第30話 集会と飲み会

「それでは最後にレオン商会の主のレオン伯爵よりありがたいお言葉をもらうっす。みな心して聞くように!」


 そう話して壇上から降りたライラの後に続いて、俺が壇上に上がる。全くありがたいお言葉だなんて余計なこと。こういう挨拶なんかできれば御免こうむりたいが、立場上そういうわけにもいかない。レオン商会の商会員たち数十名の視線が俺に集中する。


 王都に来てから1年ほどが経過しただろうか。王族の後援を得た俺たち、というかライラはそれまでの制限をなくして一気に勝負に出た。
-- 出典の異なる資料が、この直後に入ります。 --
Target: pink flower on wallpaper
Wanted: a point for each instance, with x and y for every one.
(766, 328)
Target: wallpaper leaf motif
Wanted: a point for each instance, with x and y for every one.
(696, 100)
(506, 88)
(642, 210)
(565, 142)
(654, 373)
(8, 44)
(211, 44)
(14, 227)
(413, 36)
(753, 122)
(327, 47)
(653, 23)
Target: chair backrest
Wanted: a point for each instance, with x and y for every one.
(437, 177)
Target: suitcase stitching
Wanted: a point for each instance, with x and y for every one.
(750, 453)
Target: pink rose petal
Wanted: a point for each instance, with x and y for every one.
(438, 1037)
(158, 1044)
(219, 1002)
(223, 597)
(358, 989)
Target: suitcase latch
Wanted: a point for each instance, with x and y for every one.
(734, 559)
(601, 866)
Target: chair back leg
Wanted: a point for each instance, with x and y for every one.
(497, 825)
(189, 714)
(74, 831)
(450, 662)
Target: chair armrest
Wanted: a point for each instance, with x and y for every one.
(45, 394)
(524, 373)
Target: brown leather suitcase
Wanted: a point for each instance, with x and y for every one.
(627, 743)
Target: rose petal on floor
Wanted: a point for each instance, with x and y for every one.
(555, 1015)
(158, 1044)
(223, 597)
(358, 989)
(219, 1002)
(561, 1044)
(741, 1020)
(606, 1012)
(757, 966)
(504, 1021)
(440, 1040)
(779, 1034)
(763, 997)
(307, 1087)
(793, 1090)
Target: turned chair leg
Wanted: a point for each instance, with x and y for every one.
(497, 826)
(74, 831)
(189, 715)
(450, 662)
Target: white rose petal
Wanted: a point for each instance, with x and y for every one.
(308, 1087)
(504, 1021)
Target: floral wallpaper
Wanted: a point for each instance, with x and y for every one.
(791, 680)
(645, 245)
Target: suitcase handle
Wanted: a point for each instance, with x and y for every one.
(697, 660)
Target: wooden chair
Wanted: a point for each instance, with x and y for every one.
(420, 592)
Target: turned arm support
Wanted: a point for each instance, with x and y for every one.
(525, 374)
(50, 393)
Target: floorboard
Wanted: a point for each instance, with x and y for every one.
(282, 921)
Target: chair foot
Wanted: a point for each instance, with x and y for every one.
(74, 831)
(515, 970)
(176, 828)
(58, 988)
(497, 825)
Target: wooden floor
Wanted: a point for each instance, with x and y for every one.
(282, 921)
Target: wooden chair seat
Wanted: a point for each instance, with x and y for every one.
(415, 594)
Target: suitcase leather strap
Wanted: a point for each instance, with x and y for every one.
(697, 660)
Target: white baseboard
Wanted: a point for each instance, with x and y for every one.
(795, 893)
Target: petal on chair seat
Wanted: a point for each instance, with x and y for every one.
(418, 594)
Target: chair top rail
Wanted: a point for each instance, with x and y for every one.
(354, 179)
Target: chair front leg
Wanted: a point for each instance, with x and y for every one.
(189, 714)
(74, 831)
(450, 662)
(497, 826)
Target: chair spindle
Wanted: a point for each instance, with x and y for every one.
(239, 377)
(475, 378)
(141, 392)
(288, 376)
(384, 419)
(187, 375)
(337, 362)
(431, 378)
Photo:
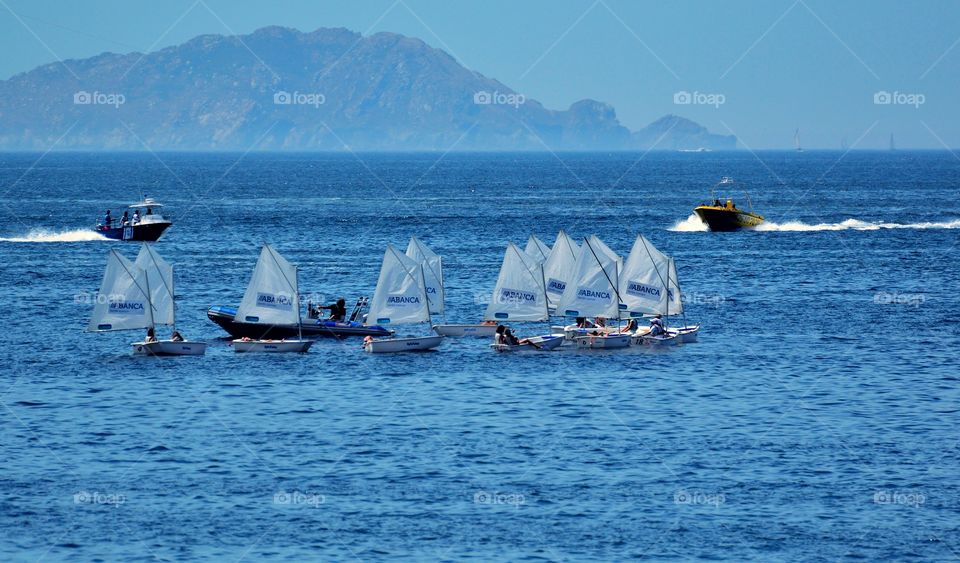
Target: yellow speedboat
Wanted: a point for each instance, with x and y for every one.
(727, 216)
 まずは人の採用。最初に5名ほどを採用し、営業や事務、管理業務などを仕込む。そうしてある程度仕込まれた段階で実践に投入していき、更に新人を採用。先に採用したものにも新人の人材育成を一部担わせながら、ある程度仕込まれたら実践に投入して再度新人を採用。というプロセスを繰り返してレオン商会は僅か1年で20名を超える商会員を獲得した。今ではここ本部で経験を積んだ商会員たちが地方に飛んで支店をつくるフェーズにまで至っている。


 

 俺の壇上での挨拶が終わると拍手とともに歓声が沸き起こる。俺は最後に一礼をして壇上を降りた。



 

「ど、どうも今日のご挨拶感動しました! レオンさんのこと尊敬しています! 経験値貸与と強制執行は世界一のスキルだと思ってます! これからもよろしくお願いします!」


「こ、こちらこそお願いします」


 商会員の人と握手をかわすと自席に戻っていった。行列になっていた俺への挨拶も彼が最後だったようだ。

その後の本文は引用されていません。